La Fédération professionnelle des journalistes du Québec apporte son soutien à Radio-Canada et dénonce un dangereux précédent dans une décision majoritaire du Conseil de la radiodiffusion et des télécommunications ordonnant à la société d’État de s’excuser pour avoir cité en onde un ouvrage faisant partie du patrimoine de notre nation.
Dans une décision majoritaire rendue hier (https://crtc.gc.ca/fra/archive/2022/2022-175.htm), le CRTC reproche à un chroniqueur du 15-18 d’avoir cité à quatre reprises le titre de l’œuvre phare de Pierre Vallières, Nègres blancs d’Amérique.
Ces mentions ont été faites dans le contexte d’un segment concernant le lancement d’une pétition pour exiger le renvoi d’une professeure de l’Université Concordia qui avait cité en classe le titre de cet essai, écrit en 1967, à propos d’une époque où la classe ouvrière francophone du Québec était « esclave » de l’élite anglophone.

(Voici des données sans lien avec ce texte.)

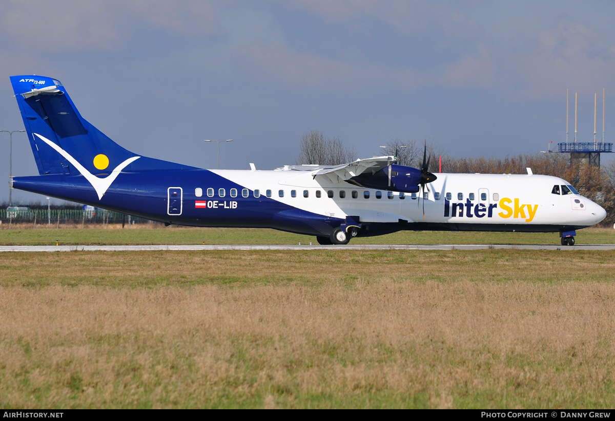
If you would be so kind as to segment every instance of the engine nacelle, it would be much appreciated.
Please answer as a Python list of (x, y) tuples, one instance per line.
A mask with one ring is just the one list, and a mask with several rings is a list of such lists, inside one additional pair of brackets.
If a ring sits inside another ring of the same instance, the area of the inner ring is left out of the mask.
[(363, 173), (353, 177), (348, 182), (360, 187), (416, 193), (421, 182), (421, 170), (392, 164), (373, 174)]

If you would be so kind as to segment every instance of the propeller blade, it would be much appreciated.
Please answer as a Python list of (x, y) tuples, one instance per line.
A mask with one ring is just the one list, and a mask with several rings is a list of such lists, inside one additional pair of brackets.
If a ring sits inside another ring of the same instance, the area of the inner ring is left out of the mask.
[(425, 198), (423, 198), (423, 220), (425, 220)]

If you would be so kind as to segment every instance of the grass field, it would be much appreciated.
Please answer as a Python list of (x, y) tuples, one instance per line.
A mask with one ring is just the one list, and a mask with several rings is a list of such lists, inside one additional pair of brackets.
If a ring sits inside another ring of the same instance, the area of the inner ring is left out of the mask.
[(3, 253), (0, 406), (612, 408), (614, 257)]
[[(0, 226), (0, 245), (90, 244), (316, 244), (315, 238), (256, 228), (199, 228), (162, 224), (122, 229), (121, 225), (85, 228)], [(577, 231), (577, 244), (615, 244), (615, 230), (586, 228)], [(401, 231), (378, 237), (353, 239), (351, 244), (559, 244), (557, 233), (468, 233)]]

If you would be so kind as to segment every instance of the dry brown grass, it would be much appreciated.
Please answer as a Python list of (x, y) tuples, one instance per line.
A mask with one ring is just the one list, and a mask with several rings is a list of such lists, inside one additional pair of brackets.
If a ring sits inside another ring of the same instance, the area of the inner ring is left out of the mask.
[(612, 253), (24, 255), (4, 407), (615, 406)]

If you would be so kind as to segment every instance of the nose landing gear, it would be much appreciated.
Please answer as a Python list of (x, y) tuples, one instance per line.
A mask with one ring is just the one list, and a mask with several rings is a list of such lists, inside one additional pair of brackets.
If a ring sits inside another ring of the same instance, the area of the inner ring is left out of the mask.
[(560, 239), (562, 245), (574, 245), (574, 236), (576, 235), (576, 231), (566, 231), (560, 233)]

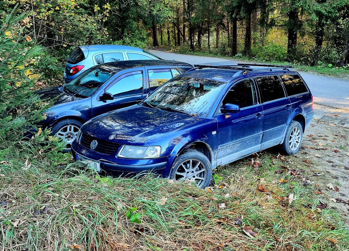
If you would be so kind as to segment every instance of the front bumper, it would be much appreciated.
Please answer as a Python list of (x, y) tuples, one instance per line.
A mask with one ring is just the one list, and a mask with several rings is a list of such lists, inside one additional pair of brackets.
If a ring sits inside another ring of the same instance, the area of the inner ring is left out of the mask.
[(147, 171), (167, 178), (176, 156), (170, 155), (156, 159), (136, 159), (117, 158), (113, 155), (105, 155), (88, 150), (76, 141), (72, 146), (72, 153), (75, 159), (77, 154), (100, 163), (101, 170), (113, 175), (129, 176)]

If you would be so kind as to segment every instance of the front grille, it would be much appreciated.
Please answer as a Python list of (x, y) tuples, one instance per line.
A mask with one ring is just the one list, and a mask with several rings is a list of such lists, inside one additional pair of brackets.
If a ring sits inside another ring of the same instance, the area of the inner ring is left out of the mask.
[(92, 151), (104, 154), (110, 155), (113, 153), (119, 145), (119, 144), (113, 142), (94, 139), (83, 133), (82, 133), (80, 140), (80, 144), (88, 149), (91, 149), (91, 143), (94, 139), (95, 139), (98, 144), (97, 147)]

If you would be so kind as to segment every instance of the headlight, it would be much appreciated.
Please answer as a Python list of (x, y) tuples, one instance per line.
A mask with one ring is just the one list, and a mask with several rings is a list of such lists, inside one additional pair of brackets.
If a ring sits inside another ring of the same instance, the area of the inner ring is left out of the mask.
[(81, 129), (79, 129), (79, 130), (77, 132), (77, 134), (76, 135), (76, 141), (79, 142), (79, 139), (80, 138), (80, 135), (81, 134)]
[(124, 145), (117, 157), (129, 159), (153, 159), (160, 157), (159, 146), (137, 146)]

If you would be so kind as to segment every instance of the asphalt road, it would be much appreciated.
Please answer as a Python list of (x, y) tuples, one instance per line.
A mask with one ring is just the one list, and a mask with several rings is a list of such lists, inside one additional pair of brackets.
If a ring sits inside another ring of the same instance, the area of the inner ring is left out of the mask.
[[(236, 64), (236, 61), (219, 58), (192, 56), (159, 51), (152, 53), (165, 59), (174, 59), (194, 64), (212, 65)], [(348, 110), (349, 112), (349, 80), (300, 72), (310, 89), (317, 103)], [(344, 112), (344, 111), (343, 111)]]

La décision du CRTC fait suite à une plainte d’une personne qui condamnait « la mention du titre complet » du livre. L’ombudsman a rejeté la plainte en affirmant que Radio-Canada n’avait pas à bannir l’utilisation du terme dans tous les contextes, tout en appelant à l’utiliser de manière adéquate et responsable.
Le CRTC, de façon majoritaire, a plutôt estimé que la société d’État « n’a pas respecté la norme de programmation de haute qualité et n’a pas contribué au renforcement du tissu culturel et social ainsi qu’au reflet du caractère multiculturel et multiracial de la société canadienne ».
Pour la FPJQ, cette décision est un dangereux précédent qui impose aux médias une censure aussi exagérée qu’injustifiée.
« Sortir les mots de leur contexte, faire fi de leur histoire, de leur sens, de leur évolution dans leur usage pour ne garder qu’une seule vision obtuse ne fait qu’imposer une forme de censure déguisée en bienveillance. Il s’agit d’une vision simpliste qui, croyant faire le bien, n’est qu’une insulte à l’intelligence des gens et à la complexité de la langue », a déclaré le président de la FPJQ Michaël Nguyen.
Le journalisme n’est pas là pour plaire ou pour être complaisant, rappelle M. Nguyen. Le Guide de déontologie de la FPJQ indique d’ailleurs, dans ses valeurs fondamentales que les journalistes basent leur travail sur « l’indépendance qui les maintient à distance […] des groupes de pression ».
« Tout dialogue est sain pour une société, la confrontation des idées permet d’avancer collectivement. Ordonner de bannir l’utilisation d’un mot, peu importe son contexte, en ne se basant que sur un ressenti subjectif et arbitraire dénué de toute assise légale, c’est faire dériver la société dans une nouvelle Grande noirceur », ajoute Michaël Nguyen.
Tout comme l’a fait dans une opinion minoritaire la vice-présidente, radiodiffusion, du CRTC Caroline J. Simard, la FPJQ rappelle qu’il n’existe pas de droit de ne pas être offensé et que la liberté d’expression protège les journalistes dans leur droit de citer le titre d’un livre.
La FPJQ souhaite que l’affaire ne s’arrête pas là, afin que les journalistes puissent continuer à informer le public de façon fiable et sans entraves injustifiées.